Local and regional municipalities across the nation can typically come to solutions more quickly and easily than do national governing bodies. Why is that? The Vanderbilt Project on Unity and American Democracy will host a virtual discussion on Nov. 3 with three former and current municipal leaders to talk about how to employ effective local strategies at the national level.
The event will stream Wednesday, Nov. 3, at 12:30 p.m. CT. The discussion is free and open to the public. Registration is required.
The panel includes:
- Bill Purcell is an adjunct professor of public policy at Vanderbilt. He served as the fifth mayor of Nashville and Davidson County, elected first in 1999 and reelected to a second term in 2003. In 2008 he was named director of Harvard University’s Institute of Politics at the John F. Kennedy School of Government. He was one of three co-chairs of the Harvard University Allston Work Team and is now in private practice of law in Nashville.

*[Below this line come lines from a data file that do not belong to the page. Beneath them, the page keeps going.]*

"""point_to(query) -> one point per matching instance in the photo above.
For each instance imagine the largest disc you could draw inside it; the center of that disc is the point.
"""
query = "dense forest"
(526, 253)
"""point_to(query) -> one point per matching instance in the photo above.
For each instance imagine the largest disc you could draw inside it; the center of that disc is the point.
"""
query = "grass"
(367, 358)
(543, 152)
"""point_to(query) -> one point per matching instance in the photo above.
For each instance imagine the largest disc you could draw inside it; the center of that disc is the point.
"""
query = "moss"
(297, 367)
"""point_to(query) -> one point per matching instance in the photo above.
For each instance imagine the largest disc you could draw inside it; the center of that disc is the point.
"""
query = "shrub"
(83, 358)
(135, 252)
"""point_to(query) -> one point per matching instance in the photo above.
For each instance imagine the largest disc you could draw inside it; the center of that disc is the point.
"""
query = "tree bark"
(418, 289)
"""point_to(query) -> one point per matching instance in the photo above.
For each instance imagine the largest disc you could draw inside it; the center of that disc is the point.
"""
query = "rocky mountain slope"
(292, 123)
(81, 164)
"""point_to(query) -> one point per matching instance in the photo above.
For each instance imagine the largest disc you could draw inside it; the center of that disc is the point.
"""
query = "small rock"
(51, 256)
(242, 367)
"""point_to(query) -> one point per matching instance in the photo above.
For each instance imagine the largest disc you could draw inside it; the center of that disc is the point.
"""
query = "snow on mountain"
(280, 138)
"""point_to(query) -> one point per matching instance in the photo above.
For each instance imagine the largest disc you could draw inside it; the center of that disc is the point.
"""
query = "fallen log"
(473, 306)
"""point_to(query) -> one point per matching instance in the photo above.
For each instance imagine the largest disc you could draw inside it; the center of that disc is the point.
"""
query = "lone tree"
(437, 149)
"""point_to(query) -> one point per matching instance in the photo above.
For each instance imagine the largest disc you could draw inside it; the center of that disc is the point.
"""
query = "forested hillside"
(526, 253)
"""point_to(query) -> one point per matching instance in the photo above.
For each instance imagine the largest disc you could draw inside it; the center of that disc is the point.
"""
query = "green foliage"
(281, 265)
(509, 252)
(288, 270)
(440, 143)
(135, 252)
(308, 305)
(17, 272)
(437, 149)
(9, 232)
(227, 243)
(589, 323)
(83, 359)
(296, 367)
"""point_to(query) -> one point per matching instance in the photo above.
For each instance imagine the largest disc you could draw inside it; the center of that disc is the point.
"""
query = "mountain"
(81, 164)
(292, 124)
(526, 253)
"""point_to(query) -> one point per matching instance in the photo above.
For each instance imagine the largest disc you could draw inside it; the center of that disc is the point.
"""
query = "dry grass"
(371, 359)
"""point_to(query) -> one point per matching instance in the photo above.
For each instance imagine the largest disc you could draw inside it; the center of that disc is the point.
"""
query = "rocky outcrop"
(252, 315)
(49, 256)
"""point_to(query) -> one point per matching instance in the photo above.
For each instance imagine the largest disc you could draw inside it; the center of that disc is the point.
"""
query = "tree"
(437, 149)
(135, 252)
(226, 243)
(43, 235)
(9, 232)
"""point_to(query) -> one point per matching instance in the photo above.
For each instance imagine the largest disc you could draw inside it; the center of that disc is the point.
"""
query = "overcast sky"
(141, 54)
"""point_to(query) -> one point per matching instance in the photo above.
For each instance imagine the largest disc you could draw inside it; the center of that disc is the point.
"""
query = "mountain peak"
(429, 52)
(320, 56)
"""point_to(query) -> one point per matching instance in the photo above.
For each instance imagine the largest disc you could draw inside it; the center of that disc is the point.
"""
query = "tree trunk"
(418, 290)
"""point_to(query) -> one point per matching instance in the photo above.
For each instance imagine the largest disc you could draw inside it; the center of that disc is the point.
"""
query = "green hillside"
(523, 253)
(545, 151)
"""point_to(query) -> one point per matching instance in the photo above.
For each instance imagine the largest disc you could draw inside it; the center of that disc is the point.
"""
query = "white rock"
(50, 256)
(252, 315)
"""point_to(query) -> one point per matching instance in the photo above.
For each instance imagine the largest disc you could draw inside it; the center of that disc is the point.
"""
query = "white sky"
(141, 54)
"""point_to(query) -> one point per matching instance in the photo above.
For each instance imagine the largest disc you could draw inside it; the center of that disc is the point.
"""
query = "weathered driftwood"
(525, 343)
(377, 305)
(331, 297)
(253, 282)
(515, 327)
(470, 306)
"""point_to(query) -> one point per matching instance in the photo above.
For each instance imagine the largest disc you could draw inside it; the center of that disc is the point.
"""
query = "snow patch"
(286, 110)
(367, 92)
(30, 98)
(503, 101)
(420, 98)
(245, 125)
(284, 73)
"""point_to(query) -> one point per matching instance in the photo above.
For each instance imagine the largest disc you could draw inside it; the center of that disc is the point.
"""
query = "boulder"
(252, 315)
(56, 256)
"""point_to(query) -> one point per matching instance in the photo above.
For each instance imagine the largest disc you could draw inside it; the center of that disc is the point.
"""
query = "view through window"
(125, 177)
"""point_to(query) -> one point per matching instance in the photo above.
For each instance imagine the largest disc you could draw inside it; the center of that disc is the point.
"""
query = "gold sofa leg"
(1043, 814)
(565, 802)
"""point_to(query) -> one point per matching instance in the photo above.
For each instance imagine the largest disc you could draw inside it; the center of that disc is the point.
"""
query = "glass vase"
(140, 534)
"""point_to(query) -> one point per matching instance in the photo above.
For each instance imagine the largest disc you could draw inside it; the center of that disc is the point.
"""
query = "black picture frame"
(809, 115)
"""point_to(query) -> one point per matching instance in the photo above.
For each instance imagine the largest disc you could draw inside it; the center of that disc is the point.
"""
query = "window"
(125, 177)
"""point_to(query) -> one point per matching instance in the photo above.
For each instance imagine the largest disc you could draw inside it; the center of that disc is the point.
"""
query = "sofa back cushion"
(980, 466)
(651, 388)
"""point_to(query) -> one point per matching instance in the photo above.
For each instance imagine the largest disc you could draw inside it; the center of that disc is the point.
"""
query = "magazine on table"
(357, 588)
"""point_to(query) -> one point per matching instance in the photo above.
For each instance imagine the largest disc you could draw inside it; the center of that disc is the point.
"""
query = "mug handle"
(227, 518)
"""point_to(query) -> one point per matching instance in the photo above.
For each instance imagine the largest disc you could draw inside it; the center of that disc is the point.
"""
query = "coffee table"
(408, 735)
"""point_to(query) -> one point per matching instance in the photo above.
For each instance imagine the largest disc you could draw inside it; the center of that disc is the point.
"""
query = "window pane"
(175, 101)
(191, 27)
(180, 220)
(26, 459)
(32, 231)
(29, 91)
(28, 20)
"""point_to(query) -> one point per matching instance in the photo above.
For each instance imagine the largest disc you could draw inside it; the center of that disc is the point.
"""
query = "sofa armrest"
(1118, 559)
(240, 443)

- Mitch Weiss is the Richard L. Menschel professor of management practice at Harvard Business School, where he created and teaches the school’s course on public entrepreneurship. Weiss was chief of staff and a partner to Boston’s Mayor Thomas Menino. Weiss helped shape New Urban Mechanics, Boston’s municipal innovation strategy, and make it a model for peer-produced government and change. He is the author of We the Possibility (HBR Press, 2021).
- Mayor David Holt is Oklahoma City’s 36th mayor. He was elected Feb. 13, 2018, receiving the largest vote percentage achieved by a non-incumbent candidate for mayor since 1947. He also became the youngest mayor of Oklahoma City since 1923, the first Native American mayor of Oklahoma City and, at the time of his election, the youngest mayor of a U.S. city with more than 500,000 residents.
The event is co-sponsored by the Global Action Platform.
ABOUT THE VANDERBILT PROJECT ON UNITY AND AMERICAN DEMOCRACY
The Vanderbilt Project on Unity and American Democracy is a nonpartisan initiative that aims to elevate research and evidence-based reasoning into the national conversation. Drawing on original research, evidence-based papers and crucial conversations from Vanderbilt’s world-class faculty and visionary thought leaders of all political persuasions, the timely endeavor aims to give policymakers and the public the tools needed to combat conspiracy and unfounded ideology with evidence, data and respectful discourse. The Vanderbilt Project on Unity and American Democracy can make a meaningful contribution to solving society’s most pressing challenges and bridging our deepest differences.